Subtracting $a$ times the first row from the second row and $3$ times the first row from the third row gives us this matrix:

$\left[\begin{array}{cccc|c} 1&1&-1&1&1\\ 0&1-a&1+a&1-a&b-a\\ 0&-1&3&a-3&a-2 \end{array}\right]\;.$

Interchange the last two rows and multiply the new middle row by $-1$:

$\left[\begin{array}{cccc|c} 1&1&-1&1&1\\ 0&1&-3&3-a&2-a\\ 0&1-a&1+a&1-a&b-a\\ \end{array}\right]\;.$

Subtract $1-a$ times the second row from the third row:

$\left[\begin{array}{cccc|c} 1&1&-1&1&1\\ 0&1&-3&3-a&2-a\\ 0&0&4-2a&-a^2+3a-2&b-a^2+2a-2\\ \end{array}\right]\;.$

If $a\ne 2$, then $4-2a\ne 0$, and we can pivot on $4-2a$ to complete the Gaussian elimination, and the system will be consistent.
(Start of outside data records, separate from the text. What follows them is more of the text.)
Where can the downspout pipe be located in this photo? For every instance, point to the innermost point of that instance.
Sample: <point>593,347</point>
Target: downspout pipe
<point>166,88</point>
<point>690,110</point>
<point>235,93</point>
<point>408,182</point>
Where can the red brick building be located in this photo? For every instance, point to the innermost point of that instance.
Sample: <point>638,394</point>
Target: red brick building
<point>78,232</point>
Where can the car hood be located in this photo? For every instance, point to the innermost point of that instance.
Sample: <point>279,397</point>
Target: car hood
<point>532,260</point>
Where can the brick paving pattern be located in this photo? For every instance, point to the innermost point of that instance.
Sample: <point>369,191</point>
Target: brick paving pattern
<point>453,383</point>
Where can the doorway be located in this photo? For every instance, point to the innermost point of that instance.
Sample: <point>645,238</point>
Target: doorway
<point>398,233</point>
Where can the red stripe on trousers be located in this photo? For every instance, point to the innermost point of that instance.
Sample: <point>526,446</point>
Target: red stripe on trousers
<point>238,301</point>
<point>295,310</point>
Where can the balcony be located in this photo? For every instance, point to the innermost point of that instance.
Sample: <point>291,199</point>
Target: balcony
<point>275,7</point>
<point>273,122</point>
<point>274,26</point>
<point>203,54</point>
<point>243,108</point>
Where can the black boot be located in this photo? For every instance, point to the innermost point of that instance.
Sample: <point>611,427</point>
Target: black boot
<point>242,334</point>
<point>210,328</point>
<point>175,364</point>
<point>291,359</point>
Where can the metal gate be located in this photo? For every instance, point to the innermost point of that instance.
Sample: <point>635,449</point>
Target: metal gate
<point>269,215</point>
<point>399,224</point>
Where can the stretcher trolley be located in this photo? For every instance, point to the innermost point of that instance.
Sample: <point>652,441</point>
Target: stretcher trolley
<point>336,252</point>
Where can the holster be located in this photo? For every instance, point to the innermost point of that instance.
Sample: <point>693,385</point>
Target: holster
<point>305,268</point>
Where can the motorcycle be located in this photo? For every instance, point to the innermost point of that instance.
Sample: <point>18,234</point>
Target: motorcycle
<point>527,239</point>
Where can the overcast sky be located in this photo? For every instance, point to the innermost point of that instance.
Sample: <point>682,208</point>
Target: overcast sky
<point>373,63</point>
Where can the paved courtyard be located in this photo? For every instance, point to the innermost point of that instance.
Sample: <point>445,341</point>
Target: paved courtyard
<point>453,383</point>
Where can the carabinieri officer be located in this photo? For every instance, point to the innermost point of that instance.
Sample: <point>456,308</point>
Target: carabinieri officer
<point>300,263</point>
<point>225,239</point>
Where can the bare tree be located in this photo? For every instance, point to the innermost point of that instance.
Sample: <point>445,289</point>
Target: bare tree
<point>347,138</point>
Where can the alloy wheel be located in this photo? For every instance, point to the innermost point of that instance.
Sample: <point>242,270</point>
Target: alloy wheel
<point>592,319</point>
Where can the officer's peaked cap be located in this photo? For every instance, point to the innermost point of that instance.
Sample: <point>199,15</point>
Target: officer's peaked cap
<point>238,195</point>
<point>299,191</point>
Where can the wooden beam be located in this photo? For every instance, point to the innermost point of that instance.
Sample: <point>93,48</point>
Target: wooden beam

If $a=2$, the matrix is

$\left[\begin{array}{cccc|c} 1&1&-1&1&1\\ 0&1&-3&1&0\\ 0&0&0&0&b-2\\ \end{array}\right]\;,$

which is consistent if and only if $b=2$.

Thus, the system is consistent when $a\ne 2$, and it is consistent when $a=b=2$.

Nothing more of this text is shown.